Plants generally respond in different ways to in vitro cultivation techniques, depending on the crops initial response and the embryogenic capacity of its genotype, the physiological state of the plant and the explant, the age of the donor plant, physical factors, growth regulators, nutritional conditions and seasonal change. The present study was thus aimed at evaluating the influence of the time of year during which the source of explants was taken on the in vitro response of Robusta genotypes. Samples were taken during each month ofthe year, foliar explants were cultured in a medium containing Murashige and Skoog mineral salts (1962) and 0,5 and 2,0 mg.L-1 2,4-D and kinetine, respectively. It was observed that the time of the year when a sample was taken exercised as marked effect on the response of the explants from the genotypes evaluated.
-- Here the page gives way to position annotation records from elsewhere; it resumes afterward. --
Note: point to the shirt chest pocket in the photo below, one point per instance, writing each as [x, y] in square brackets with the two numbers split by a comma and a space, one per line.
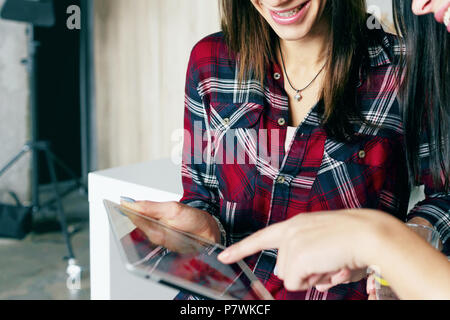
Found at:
[235, 139]
[371, 151]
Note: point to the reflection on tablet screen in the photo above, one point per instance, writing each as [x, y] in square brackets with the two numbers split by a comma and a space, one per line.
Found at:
[180, 259]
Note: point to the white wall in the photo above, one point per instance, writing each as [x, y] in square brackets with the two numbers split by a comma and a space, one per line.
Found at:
[13, 107]
[141, 54]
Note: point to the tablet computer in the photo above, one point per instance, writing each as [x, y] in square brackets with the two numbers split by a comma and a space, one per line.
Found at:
[156, 251]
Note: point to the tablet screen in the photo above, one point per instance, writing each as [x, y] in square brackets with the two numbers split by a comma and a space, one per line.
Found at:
[178, 259]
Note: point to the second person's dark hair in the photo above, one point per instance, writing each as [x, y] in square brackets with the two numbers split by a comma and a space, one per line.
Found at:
[425, 92]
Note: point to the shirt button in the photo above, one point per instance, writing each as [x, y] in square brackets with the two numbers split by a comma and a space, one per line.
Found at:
[281, 179]
[281, 121]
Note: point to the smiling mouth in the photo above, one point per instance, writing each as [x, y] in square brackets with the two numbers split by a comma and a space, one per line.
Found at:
[291, 13]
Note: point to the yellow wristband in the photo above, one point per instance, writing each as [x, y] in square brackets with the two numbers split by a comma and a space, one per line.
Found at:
[381, 281]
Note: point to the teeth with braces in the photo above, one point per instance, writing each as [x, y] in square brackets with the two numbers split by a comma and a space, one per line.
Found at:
[288, 13]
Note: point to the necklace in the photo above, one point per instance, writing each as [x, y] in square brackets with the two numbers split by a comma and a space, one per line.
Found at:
[298, 95]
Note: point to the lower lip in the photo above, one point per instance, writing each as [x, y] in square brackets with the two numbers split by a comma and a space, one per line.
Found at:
[290, 20]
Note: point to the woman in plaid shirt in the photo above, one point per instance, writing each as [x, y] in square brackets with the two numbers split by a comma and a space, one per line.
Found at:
[291, 109]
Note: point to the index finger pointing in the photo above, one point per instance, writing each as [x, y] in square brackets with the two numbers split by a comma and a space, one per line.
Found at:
[266, 238]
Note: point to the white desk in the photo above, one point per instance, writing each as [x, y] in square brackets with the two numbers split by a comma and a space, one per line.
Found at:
[158, 181]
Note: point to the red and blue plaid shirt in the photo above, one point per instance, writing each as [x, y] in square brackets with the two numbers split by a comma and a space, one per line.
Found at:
[235, 166]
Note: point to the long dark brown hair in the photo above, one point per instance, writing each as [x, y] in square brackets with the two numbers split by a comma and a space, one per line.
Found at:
[425, 92]
[250, 36]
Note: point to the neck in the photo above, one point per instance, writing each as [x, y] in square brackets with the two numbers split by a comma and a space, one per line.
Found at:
[308, 51]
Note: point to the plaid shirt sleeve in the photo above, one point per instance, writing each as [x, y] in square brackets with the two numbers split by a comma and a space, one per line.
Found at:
[436, 206]
[200, 184]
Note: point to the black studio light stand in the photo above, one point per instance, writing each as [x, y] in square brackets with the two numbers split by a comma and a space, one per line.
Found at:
[40, 13]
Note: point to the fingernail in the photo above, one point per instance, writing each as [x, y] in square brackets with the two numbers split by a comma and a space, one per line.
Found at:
[224, 255]
[126, 199]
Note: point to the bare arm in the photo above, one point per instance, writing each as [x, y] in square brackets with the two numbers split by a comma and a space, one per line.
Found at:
[311, 247]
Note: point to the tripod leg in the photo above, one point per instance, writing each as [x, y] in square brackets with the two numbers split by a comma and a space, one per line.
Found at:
[16, 158]
[62, 217]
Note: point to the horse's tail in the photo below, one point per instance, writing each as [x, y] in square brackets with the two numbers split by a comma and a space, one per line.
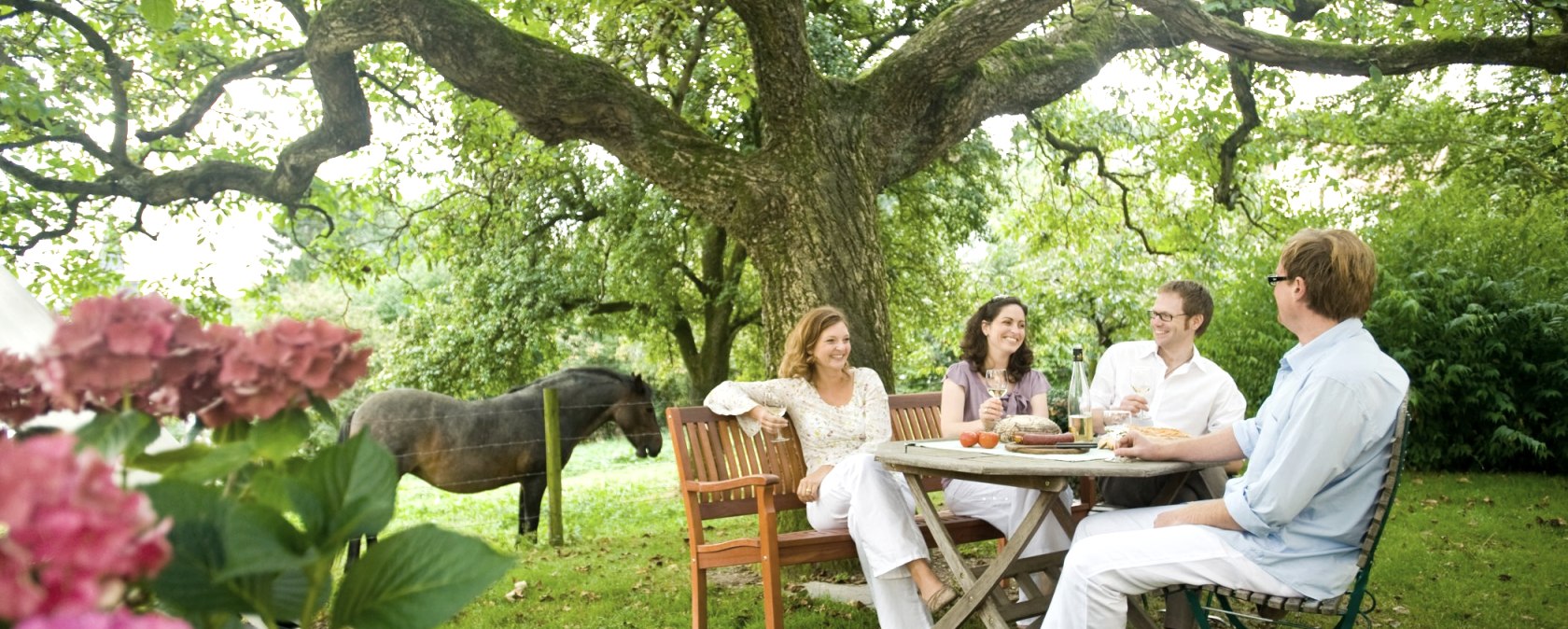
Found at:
[343, 430]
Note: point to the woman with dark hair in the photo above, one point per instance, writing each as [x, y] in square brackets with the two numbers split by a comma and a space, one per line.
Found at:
[996, 339]
[841, 416]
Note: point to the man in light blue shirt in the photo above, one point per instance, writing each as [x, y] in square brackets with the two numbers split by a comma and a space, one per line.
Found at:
[1319, 447]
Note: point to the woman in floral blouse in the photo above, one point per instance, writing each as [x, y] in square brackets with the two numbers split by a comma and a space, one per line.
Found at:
[841, 416]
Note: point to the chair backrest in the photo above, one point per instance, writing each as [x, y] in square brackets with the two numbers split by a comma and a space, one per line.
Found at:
[712, 447]
[916, 416]
[1381, 509]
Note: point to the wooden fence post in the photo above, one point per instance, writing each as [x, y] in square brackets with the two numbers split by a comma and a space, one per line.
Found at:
[553, 461]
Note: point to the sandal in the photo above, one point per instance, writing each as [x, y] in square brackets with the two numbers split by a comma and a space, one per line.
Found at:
[940, 599]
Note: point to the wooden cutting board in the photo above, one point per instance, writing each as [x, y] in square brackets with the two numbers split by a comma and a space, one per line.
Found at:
[1043, 449]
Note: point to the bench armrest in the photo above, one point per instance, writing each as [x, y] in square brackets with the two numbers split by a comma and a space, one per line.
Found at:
[731, 483]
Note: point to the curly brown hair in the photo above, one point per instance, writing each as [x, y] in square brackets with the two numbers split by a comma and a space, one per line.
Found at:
[1337, 267]
[974, 347]
[797, 347]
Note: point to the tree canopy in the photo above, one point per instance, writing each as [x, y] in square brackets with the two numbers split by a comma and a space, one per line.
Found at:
[779, 122]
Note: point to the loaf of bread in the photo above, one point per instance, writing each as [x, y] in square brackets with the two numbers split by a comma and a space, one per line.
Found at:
[1112, 437]
[1024, 424]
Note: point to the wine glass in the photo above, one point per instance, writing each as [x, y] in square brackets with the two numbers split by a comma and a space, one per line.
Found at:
[1141, 384]
[778, 412]
[996, 383]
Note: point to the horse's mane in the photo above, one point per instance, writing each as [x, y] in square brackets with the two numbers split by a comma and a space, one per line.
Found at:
[632, 382]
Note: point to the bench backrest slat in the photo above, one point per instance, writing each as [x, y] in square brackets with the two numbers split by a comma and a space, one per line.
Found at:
[714, 447]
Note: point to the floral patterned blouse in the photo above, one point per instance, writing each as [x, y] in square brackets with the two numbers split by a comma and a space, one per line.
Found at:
[827, 433]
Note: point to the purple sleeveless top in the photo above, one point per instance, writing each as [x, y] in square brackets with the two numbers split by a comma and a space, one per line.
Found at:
[1016, 402]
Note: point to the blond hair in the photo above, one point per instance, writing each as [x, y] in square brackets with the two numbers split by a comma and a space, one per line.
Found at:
[1337, 267]
[797, 361]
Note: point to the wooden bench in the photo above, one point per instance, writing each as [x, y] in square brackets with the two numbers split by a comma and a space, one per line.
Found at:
[725, 474]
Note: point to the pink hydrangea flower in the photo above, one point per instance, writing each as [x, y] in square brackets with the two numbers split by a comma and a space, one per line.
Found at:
[119, 619]
[21, 396]
[110, 347]
[69, 537]
[276, 369]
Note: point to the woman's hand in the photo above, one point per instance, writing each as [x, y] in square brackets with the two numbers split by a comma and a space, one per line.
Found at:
[767, 419]
[811, 485]
[989, 412]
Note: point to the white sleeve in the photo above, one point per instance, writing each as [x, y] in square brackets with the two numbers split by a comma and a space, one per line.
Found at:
[1102, 389]
[1229, 405]
[878, 421]
[737, 398]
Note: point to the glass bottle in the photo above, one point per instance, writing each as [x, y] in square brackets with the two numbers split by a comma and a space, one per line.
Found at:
[1078, 400]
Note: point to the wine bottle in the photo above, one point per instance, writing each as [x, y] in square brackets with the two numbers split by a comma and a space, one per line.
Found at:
[1078, 400]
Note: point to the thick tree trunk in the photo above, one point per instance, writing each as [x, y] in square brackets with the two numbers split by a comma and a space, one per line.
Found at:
[818, 245]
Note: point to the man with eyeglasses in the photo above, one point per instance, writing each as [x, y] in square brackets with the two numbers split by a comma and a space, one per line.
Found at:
[1189, 393]
[1319, 447]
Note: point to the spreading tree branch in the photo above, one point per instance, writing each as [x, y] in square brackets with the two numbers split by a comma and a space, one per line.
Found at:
[1548, 52]
[1225, 190]
[283, 62]
[1102, 170]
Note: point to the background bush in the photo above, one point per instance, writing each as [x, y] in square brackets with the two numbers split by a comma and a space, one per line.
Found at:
[1489, 369]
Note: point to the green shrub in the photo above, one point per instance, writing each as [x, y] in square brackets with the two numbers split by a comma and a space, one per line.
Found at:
[1489, 369]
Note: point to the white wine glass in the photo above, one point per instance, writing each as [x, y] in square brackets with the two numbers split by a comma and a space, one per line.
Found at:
[778, 412]
[996, 383]
[1143, 383]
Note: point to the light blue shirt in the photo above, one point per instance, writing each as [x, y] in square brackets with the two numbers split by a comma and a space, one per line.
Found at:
[1318, 454]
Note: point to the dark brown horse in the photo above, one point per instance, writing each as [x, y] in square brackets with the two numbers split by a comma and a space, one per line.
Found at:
[474, 446]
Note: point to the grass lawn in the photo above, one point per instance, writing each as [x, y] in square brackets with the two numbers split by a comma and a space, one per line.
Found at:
[1462, 551]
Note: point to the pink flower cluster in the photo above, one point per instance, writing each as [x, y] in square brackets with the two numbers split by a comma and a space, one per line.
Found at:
[147, 354]
[99, 620]
[69, 537]
[21, 396]
[278, 368]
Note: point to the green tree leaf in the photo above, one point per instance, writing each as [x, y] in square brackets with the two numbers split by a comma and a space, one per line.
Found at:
[345, 491]
[126, 433]
[159, 13]
[416, 580]
[278, 438]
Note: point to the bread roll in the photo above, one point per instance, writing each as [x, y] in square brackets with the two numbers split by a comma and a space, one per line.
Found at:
[1024, 424]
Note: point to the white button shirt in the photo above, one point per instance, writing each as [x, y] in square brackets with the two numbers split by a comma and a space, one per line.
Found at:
[1198, 398]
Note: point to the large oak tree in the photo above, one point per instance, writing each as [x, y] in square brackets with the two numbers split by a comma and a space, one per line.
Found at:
[798, 190]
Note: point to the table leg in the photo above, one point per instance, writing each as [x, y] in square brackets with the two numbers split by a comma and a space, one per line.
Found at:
[977, 590]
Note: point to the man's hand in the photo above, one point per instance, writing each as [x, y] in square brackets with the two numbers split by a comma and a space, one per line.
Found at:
[1134, 444]
[1134, 403]
[1210, 513]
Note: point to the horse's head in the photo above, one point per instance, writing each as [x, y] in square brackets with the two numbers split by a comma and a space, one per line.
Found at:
[634, 412]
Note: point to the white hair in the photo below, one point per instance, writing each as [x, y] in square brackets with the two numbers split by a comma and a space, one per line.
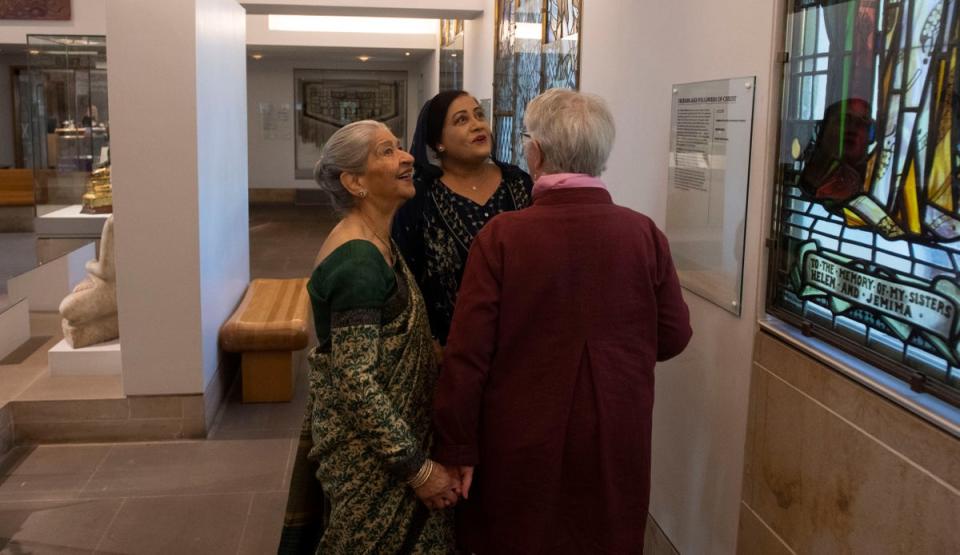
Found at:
[575, 131]
[345, 151]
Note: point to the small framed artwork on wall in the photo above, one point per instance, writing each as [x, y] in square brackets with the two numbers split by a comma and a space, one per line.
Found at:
[55, 10]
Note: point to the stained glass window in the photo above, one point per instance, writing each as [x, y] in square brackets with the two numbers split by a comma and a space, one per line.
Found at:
[866, 250]
[538, 48]
[451, 54]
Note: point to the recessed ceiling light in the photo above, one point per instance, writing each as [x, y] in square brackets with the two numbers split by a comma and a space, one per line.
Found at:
[352, 24]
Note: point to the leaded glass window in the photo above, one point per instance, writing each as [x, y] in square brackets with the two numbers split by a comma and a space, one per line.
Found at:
[451, 54]
[866, 250]
[538, 48]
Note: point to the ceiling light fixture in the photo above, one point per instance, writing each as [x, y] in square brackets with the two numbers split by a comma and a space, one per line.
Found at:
[351, 24]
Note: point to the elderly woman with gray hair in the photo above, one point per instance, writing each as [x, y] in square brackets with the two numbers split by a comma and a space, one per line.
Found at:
[373, 372]
[545, 401]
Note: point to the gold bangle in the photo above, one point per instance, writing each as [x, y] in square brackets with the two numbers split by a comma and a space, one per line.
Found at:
[422, 475]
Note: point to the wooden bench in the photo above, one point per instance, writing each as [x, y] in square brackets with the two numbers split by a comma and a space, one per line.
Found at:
[268, 329]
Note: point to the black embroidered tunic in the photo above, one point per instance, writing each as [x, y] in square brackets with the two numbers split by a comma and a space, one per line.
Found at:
[434, 231]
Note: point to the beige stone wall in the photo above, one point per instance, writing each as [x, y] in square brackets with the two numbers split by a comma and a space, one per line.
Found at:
[832, 467]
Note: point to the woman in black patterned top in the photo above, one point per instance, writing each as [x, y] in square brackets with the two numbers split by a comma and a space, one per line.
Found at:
[459, 188]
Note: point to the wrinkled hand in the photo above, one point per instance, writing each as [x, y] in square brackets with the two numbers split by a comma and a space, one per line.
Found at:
[466, 478]
[438, 352]
[441, 489]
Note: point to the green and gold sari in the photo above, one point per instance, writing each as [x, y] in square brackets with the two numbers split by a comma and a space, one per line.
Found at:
[368, 413]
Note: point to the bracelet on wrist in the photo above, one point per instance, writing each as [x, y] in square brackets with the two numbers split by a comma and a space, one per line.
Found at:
[422, 475]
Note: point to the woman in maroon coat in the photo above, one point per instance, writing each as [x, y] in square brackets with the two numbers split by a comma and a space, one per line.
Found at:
[547, 388]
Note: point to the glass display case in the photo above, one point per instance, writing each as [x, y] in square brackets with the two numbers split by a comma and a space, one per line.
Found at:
[69, 135]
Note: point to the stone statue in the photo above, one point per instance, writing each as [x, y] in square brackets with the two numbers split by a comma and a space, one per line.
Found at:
[90, 312]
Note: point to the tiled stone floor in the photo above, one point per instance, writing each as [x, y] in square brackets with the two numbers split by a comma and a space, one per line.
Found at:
[225, 494]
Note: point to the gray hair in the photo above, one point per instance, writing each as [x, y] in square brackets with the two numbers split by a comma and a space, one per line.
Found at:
[575, 131]
[345, 151]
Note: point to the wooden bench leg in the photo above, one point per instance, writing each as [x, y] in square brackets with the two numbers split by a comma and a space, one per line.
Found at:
[267, 376]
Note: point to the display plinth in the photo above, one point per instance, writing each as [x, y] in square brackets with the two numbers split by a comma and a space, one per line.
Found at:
[69, 221]
[102, 359]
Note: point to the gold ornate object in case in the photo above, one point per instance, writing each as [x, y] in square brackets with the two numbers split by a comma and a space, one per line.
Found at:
[99, 196]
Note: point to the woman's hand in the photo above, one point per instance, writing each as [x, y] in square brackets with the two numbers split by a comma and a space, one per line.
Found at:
[438, 352]
[441, 489]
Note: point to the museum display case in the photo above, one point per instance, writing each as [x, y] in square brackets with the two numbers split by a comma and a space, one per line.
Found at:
[70, 136]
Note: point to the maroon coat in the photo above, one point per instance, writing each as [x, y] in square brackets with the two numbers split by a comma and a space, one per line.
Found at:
[547, 386]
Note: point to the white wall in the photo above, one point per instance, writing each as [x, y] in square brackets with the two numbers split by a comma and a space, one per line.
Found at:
[271, 160]
[392, 8]
[88, 18]
[632, 54]
[259, 33]
[429, 72]
[173, 68]
[221, 144]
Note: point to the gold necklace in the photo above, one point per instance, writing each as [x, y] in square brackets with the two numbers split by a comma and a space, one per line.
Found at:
[386, 244]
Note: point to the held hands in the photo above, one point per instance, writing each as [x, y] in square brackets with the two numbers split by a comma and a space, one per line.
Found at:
[441, 488]
[445, 485]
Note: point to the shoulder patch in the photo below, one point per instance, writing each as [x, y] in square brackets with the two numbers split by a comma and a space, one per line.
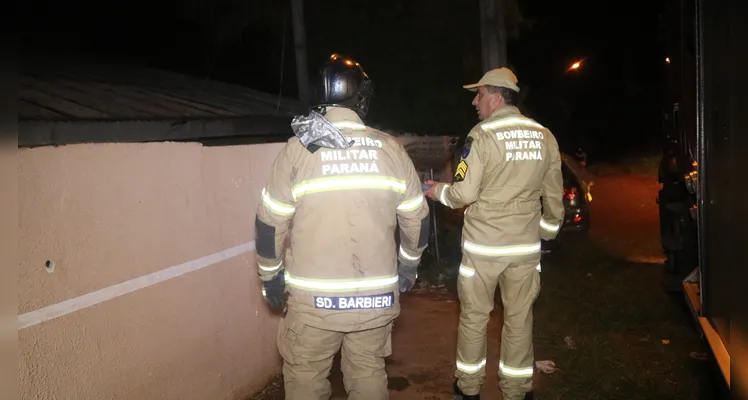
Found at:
[461, 171]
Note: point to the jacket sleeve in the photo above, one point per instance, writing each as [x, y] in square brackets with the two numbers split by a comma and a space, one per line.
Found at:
[553, 192]
[412, 215]
[274, 214]
[464, 189]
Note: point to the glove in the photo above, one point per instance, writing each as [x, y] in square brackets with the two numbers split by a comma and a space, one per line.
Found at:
[407, 276]
[274, 290]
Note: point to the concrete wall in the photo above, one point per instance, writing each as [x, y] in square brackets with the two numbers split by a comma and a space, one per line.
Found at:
[100, 321]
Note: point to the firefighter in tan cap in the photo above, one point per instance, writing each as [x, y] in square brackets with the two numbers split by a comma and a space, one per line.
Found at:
[342, 188]
[509, 163]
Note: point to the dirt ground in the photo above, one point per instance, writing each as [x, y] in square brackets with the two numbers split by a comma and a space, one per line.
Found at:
[601, 317]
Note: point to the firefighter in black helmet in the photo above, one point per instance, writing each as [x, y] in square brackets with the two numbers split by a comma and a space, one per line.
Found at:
[342, 82]
[345, 188]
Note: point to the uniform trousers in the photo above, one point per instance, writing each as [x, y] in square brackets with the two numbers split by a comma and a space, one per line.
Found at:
[308, 353]
[519, 283]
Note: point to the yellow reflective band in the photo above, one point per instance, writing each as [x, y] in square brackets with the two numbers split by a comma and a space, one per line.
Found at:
[502, 250]
[510, 122]
[471, 368]
[515, 372]
[336, 285]
[348, 183]
[408, 256]
[443, 196]
[350, 125]
[548, 227]
[276, 206]
[466, 271]
[412, 204]
[270, 268]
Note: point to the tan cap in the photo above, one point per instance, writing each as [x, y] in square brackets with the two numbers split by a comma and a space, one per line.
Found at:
[501, 77]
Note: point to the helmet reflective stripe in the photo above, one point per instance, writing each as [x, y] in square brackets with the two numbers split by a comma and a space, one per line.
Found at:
[515, 250]
[412, 204]
[343, 82]
[348, 183]
[471, 368]
[337, 285]
[548, 227]
[350, 125]
[515, 372]
[510, 122]
[276, 206]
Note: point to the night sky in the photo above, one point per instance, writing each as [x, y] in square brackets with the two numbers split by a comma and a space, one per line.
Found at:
[418, 53]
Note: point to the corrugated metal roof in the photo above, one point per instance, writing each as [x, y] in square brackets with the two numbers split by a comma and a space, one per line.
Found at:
[75, 91]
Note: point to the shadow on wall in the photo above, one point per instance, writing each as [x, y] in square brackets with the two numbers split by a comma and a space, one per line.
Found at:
[137, 272]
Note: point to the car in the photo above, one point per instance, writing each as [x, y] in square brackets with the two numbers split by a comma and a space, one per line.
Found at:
[577, 197]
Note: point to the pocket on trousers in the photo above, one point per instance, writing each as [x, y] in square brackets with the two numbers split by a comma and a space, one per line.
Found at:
[289, 335]
[386, 349]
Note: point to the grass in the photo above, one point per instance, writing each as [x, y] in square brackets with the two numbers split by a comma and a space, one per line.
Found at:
[646, 164]
[632, 340]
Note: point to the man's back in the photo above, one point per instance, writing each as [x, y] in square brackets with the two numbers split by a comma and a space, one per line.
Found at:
[507, 165]
[343, 205]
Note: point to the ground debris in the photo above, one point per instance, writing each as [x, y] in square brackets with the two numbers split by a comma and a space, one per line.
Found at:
[546, 366]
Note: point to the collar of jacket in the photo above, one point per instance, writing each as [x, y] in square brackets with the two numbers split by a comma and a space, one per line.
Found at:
[504, 111]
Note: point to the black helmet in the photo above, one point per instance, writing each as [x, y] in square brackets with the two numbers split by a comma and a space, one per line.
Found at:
[343, 82]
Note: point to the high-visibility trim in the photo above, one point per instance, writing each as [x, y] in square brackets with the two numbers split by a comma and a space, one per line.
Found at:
[276, 206]
[516, 250]
[512, 121]
[408, 256]
[348, 183]
[349, 125]
[548, 226]
[443, 196]
[466, 271]
[412, 204]
[471, 368]
[271, 268]
[337, 285]
[515, 372]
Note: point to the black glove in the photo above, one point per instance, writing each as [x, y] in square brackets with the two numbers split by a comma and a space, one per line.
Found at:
[407, 276]
[274, 290]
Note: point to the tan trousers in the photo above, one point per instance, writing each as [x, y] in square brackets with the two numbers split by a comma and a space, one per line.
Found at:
[308, 353]
[476, 285]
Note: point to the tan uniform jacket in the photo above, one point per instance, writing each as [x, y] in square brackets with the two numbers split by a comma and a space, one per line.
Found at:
[343, 207]
[509, 162]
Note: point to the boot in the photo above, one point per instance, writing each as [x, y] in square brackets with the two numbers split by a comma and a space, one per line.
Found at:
[460, 396]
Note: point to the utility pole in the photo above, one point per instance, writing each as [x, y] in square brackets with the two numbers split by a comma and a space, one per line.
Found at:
[493, 34]
[299, 34]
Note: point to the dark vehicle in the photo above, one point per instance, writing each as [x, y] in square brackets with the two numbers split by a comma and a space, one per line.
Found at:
[577, 197]
[704, 61]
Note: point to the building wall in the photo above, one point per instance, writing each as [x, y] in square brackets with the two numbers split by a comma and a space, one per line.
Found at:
[137, 276]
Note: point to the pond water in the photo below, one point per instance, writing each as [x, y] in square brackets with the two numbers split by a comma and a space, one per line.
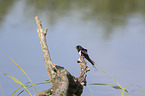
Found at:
[112, 31]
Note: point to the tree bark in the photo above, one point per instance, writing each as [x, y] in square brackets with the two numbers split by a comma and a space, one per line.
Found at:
[63, 83]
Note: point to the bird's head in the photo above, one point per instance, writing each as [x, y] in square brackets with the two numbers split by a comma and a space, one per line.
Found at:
[78, 47]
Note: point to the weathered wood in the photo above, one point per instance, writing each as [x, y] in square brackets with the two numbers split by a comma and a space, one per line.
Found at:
[63, 83]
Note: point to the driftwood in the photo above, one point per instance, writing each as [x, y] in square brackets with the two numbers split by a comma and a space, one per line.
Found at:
[63, 83]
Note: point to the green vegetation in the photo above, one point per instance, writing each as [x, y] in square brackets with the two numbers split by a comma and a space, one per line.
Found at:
[29, 84]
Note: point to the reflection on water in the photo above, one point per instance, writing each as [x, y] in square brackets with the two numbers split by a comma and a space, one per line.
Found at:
[69, 22]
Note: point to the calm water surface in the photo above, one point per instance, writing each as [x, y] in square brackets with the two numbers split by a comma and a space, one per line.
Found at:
[113, 33]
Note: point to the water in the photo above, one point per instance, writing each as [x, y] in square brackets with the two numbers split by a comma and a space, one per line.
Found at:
[113, 35]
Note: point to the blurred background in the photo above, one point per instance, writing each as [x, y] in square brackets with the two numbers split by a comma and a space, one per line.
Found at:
[113, 31]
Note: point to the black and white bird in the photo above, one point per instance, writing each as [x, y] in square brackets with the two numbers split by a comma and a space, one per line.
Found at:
[83, 52]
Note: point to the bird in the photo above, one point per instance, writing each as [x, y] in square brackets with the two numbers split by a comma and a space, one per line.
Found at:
[83, 52]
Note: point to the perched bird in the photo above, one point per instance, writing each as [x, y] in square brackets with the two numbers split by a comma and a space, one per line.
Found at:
[83, 52]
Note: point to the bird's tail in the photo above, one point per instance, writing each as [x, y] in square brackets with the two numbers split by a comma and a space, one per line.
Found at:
[93, 63]
[95, 68]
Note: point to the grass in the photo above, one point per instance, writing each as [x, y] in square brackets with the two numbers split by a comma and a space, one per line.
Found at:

Taking foliar samples during May-June, January-February and November-December proved favourable in the conditions studied here given the low indices of peroxidase enzymatic activity, phenol oxidation and fungal contamination, as well as the high percentage of callus formation and their greater total protein content. It was determined that peroxidase enzymatic activity could constitute an important marker during the initial stage of selecting samples.